This Saturday, Let's March For Real Reproductive Choice

When Donald Trump declared last year that women who have abortions should be punished, he met widespread condemnation. Yet in the UK we have no right to be smug. In our country today, women can and are being punished for having an abortion.
Wessam Eldeeb

Let us be in no doubt, without the ability to make decisions about pregnancy, to decide if we have children, when we have them, and who we have them with - little else in women's lives is possible.

But the right to make these choices is not yet won.

When Donald Trump declared last year that women who have abortions should be punished, he met widespread condemnation.

Yet in the UK we have no right to be smug. In our country today, women can and are being punished for having an abortion.

In Northern Ireland in 2017, women have no access to lawful abortion services. They must either find the funds to travel to England at huge personal cost, or take their chances by buying pills illegally online and risk prosecution and prison terms.

Two women are being prosecuted right now, and more will follow.

Even in the rest of the UK, where the 1967 act that made abortion services lawful applies, any women who ends her own pregnancy at any gestation without the permission of two doctors can go to prison for life under laws passed in 1861 - decades before we won the right to vote. Increasing numbers of women are buying abortion pills online. They may be very young women, too scared to tell a parent or school nurse about a pregnancy, migrant women with no access to NHS healthcare, or simply intensely private women who do not wish to confide in anyone about this most intimate decision. What they may not know is that by doing so, they are risking the ultimate punishment.

The 1967 Act, which marks its 50th anniversary this year, has enabled millions of British women to avoid becoming a mother or expanding her family against her will, against what she knows is best. But it did not take abortion out of the criminal law, it simply stated that a woman would not be punished if two doctors believed her reasons for ending that pregnancy were good enough.

This is not good enough.

British women today should not to have to obtain legal authorisation or beg for permission to end a pregnancy they know they cannot continue.

We are fortunate to live in a pro-choice country, but we cannot be complacent. Women's reproductive choice is so often seen as a soft target, we are constantly on the defensive. We need to call time on this.

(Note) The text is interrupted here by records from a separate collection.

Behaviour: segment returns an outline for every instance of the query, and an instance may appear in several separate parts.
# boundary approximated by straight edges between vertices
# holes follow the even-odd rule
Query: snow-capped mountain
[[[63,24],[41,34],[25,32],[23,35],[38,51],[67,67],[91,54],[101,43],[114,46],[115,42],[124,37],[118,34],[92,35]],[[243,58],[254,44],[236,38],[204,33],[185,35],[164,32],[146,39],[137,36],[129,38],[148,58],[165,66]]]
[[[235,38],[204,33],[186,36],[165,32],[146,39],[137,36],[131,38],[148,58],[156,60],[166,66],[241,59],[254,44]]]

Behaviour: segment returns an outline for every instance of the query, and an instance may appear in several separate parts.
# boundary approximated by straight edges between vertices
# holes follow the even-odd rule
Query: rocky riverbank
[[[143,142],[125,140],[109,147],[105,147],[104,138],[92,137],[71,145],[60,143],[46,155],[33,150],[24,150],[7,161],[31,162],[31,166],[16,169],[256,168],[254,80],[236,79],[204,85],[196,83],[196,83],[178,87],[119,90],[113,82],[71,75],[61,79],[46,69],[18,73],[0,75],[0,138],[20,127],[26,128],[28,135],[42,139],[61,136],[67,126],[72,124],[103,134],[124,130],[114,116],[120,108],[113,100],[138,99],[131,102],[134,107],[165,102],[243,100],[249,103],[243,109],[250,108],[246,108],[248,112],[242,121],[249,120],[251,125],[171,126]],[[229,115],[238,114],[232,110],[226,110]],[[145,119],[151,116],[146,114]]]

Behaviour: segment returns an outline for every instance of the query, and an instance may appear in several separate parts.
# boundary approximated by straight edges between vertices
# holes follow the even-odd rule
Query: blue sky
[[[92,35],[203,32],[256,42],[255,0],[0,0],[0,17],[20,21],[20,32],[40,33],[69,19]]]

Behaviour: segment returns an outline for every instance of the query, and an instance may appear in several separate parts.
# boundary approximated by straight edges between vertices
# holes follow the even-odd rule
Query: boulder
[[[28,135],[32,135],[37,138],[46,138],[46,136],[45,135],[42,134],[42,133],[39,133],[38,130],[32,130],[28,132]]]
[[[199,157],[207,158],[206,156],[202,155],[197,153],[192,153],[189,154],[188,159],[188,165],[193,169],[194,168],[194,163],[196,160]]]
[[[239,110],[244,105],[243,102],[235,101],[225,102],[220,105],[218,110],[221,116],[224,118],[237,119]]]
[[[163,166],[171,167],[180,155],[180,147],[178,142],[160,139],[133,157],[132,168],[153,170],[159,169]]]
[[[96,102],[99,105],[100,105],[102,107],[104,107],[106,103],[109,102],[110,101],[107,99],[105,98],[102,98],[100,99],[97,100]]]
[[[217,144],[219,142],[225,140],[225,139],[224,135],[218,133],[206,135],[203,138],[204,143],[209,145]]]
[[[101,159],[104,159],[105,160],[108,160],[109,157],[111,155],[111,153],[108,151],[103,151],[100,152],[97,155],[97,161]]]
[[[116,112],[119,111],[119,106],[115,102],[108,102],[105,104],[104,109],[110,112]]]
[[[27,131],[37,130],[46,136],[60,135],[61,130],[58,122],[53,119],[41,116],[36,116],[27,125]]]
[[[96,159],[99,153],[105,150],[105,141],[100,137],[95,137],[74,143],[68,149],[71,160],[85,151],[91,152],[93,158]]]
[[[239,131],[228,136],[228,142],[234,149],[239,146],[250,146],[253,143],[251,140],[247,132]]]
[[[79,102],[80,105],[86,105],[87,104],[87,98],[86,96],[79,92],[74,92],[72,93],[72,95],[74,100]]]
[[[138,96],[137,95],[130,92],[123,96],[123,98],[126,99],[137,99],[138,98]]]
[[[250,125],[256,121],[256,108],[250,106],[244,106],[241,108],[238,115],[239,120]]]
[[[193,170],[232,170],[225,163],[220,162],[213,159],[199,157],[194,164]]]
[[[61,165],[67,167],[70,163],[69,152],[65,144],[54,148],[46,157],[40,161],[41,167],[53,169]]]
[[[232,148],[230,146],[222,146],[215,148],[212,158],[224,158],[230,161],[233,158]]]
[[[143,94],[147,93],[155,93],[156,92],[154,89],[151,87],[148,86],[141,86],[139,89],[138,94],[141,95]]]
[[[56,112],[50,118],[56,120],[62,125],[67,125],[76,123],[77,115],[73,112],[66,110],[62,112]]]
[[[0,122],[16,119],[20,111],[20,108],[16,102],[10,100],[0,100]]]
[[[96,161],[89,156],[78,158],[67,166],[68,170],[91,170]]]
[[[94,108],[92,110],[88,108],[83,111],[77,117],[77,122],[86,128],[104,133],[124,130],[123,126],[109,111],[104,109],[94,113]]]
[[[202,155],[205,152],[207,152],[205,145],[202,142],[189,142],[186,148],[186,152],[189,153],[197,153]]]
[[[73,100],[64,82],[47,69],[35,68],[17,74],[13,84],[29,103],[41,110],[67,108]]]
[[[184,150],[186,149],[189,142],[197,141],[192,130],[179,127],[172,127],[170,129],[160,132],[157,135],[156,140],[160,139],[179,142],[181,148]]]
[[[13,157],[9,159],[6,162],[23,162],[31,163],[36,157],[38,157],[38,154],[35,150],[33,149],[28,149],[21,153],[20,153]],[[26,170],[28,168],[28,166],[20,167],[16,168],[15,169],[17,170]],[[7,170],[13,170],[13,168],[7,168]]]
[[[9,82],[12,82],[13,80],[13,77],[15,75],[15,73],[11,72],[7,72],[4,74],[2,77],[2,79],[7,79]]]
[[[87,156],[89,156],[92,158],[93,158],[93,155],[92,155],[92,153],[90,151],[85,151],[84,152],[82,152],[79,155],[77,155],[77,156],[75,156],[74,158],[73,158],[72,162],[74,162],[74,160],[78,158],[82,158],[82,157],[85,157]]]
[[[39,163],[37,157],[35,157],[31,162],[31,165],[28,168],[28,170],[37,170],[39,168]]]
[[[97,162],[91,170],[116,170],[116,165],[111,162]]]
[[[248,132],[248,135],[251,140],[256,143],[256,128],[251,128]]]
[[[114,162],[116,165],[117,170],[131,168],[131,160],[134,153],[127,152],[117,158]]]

Rather than defending a status quo that we no longer think is good enough we must demand what we really want. And it is this: we want abortion to come out of the criminal law altogether across the UK - from Belfast to Brighton. If we think no woman should be imprisoned for ending her own pregnancy, we should no longer tolerate a law which they says they can. We want abortion to be regulated in the same way as any other women's healthcare procedure and we want women to finally be trusted to make their own decisions about their own bodies and lives.

In March of this year we should have our first opportunity in parliament to make our voices heard on this. The Labour MP Diana Johnson is tabling a Ten Minute Rule Bill which aims to remove the criminal sanctions around abortion. To decriminalise abortion in England and Wales - and let women decide.

Please email your MP and ask them to support this. This bill will not change the law overnight, but it is a statement of where we want to go - let's use our collective power to take that first step together, towards granting women the trust they deserve.